We Are Saved from More than Hell

We Are Saved from More than Hell

Section 6: Salvation — Part 1

Week 1: What Is Salvation?

Day 2: We Are Saved from More than Hell


Rom. 6


Yesterday we discussed the fundamental human problem. Some see the problem as primarily horizontal. If we can just fix human institutions and relationships everything will be better. From a Christian perspective, though, our primary problem is vertical, not horizontal. Although we were created to enjoy God’s presence, sin has now placed us under his judgment. Rather than enjoying a loving relationship, we now live under the threat of eternal punishment. If we don’t find a way to fix that problem, nothing else really matters.

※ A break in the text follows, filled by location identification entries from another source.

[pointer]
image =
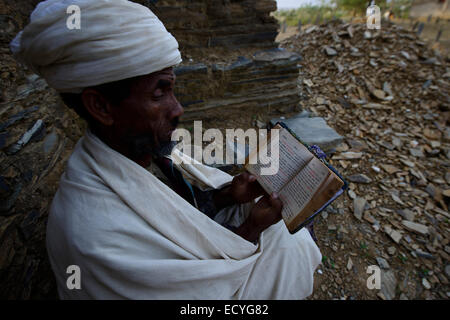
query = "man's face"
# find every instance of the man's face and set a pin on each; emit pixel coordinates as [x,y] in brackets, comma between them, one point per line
[146,119]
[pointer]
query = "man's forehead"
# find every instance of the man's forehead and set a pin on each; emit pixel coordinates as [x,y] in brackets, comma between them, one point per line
[152,78]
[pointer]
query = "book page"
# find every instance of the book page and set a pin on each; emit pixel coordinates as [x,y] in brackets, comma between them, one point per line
[293,157]
[296,194]
[327,192]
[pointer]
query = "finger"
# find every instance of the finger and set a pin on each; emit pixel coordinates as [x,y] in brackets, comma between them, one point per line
[275,202]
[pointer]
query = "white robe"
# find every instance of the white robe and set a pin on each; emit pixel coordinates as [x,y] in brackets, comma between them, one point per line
[134,238]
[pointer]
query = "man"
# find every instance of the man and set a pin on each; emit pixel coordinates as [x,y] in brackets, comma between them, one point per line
[137,226]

Once we know what the problem is, the natural question becomes: how do we fix it? But let’s slow down for a moment. Before we answer the question of how we fix the problem, let’s take a closer look at what we gain by fixing the problem. When God saves us, we are saved from something and to something. We’ll take a closer look at the “saved to” part of the equation tomorrow. Today we’re going to focus on what we’re saved from.

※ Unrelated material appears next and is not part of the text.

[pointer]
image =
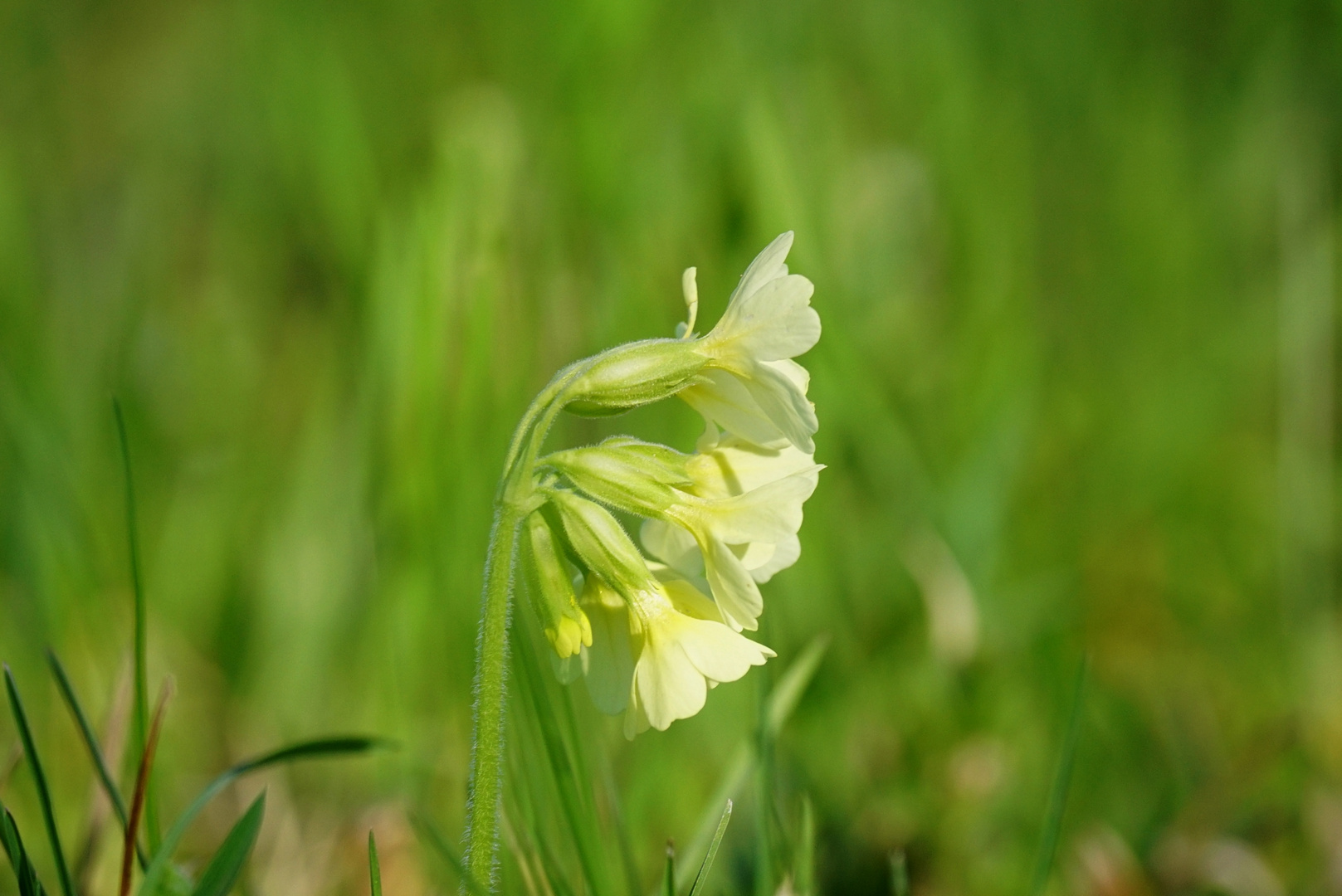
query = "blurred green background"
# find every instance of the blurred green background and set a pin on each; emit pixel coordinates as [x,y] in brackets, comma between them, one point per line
[1076,265]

For many that probably seems like an easy question with an obvious answer – hell. Sin placed us under God’s judgment, which amounts to eternal punishment in hell. Salvation, therefore, is obviously avoiding hell. It’s true salvation includes the avoidance of hell, but salvation includes much more than a proverbial get out of hell free card. To equate salvation with not going to hell is to miss the extent of what God has done for us.

We Pay a Price Long Before Hell

In the Humanity section, we discussed the fact that we were created in God’s image. That image was severely damaged in the Fall. Sin now penetrates to the very core of our being and affects every aspect of our lives. We aren’t merely people who sin, we are sinful people. So, no matter how hard we try, we are no longer able to reflect God’s image the way were intended to. That means none of us is capable of being the person God intended us to be.

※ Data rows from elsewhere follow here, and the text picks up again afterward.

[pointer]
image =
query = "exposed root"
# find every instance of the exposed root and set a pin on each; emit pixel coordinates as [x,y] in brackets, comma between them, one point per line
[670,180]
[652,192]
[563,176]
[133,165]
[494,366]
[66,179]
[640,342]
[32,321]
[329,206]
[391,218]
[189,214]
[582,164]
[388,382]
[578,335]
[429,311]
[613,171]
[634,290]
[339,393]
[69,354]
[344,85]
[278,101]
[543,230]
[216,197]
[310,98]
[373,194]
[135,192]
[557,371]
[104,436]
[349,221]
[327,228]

Sin has, thus, robbed us of our true selves. That’s why the Bible so often portrays sin as a power that dominates our existence and turns us into its slaves (Romans 6:12-14, 7:7-25, 8:1-8). So even before we get to hell, we’ve paid a huge price. Fortunately, when we put our faith in Christ, God rescues us from sin’s dominion. It no longer has the same power over us (Romans 6-8). Salvation, therefore, includes more than avoiding punishment. It includes rescue from the enslavement of sin.

Hell Involves Much More than Physical Torment

When we think of hell, we think mainly in terms of physical torment. And there’s no getting around the fact that the biblical picture of hell includes that. But hell entails more than intense physical pain. It entails the complete absence of God’s presence. That’s why Jesus cried, “My God, My God, why have you forsaken me” on the cross. He had to endure complete separation from the Father in order to pay the penalty for our sin. Everyone condemned to hell, however, must endure that separation from God on their own.

We might be tempted to shrug our shoulders and think the physical pain is worse. After all, the image of fire that is never quenched and worms eating our flesh seems pretty bad (Mark 9:48). But consider this: When we say that hell involves the absence of God’s presence, we’re not just saying those in hell get a little lonely because they don’t have God to talk to. The Bible says God is the source of every good thing. His absence, therefore, means the absence of all joy, all love, all hope.

The human soul wasn’t created to endure that kind of existence. It was meant to enjoy God’s presence. To experience the complete absence of the blessing of God’s presence for even a moment would be unbearable. The pain of experiencing his absence for all eternity is, thus, beyond comprehension.

When we realize the punishment hell truly represents, we better understand what we’ve been spared. It’s true that God saves us from hell, but that’s a much bigger deal than we realize.

Challenge:

Try to imagine what a life devoid of all love, all joy, and all hope would be like.

Reflection Questions:

What brings you joy in life? What gives you hope? What do you think the complete loss of all joy and hope would do to a person’s soul? What would going through all of eternity in that state be like?